No apps, no market. Simple as that...
When going against a giant like Microsoft. You better bring a clear value proposition to the table. And as much as I liked BeOS, they did a piss poor job in identifying a clear initial market that would secure at leas some revenue stream.
Of course, MS's anti competitive practice of forcing every OEM to have an MS OS installed by default did not help either. But Be was aware of that from the get go.
One reason is competition. When a dozen different companies compete to sell you a half dozen different solutions, interoperability will go out the window. For something like this to work one company has to supply the whole software stack from the OS (or even the hardware) on up.
As long as your presentation software comes from Microsoft, your illustrating software from Adobe and your video conferencing software is from Skype, you'll never have that level interop. Of course there a plenty of good reasons why competition in software is a good things, but it is not without its costs.

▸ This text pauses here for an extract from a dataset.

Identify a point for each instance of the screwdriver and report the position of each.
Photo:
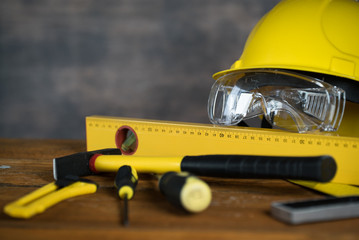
(126, 181)
(186, 191)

Perhaps in theory it's nonsense, but reality seems to point that way.
Here I fully agree with you.
Standards are very hard to write, and even harder to follow (see w3c as an example). Look at Microsoft Office as a counter example. Say what you want about the quality of the software (I know I have), but the interoperability between all the different components is pretty amazing and could never have happened if each component came from a different vendor.
I still hold that truly seamless integration can only come if one vendor supplies the whole stack. Now we can get pretty good and perfectly usable integration with multiple vendors, and there are plenty of other obvious advantages with having multiple vendors. In fact I'd say that the advantage multiple vendors (trying to) follow a set standard far outweighs the cost of less than perfect integration, but it is still a cost.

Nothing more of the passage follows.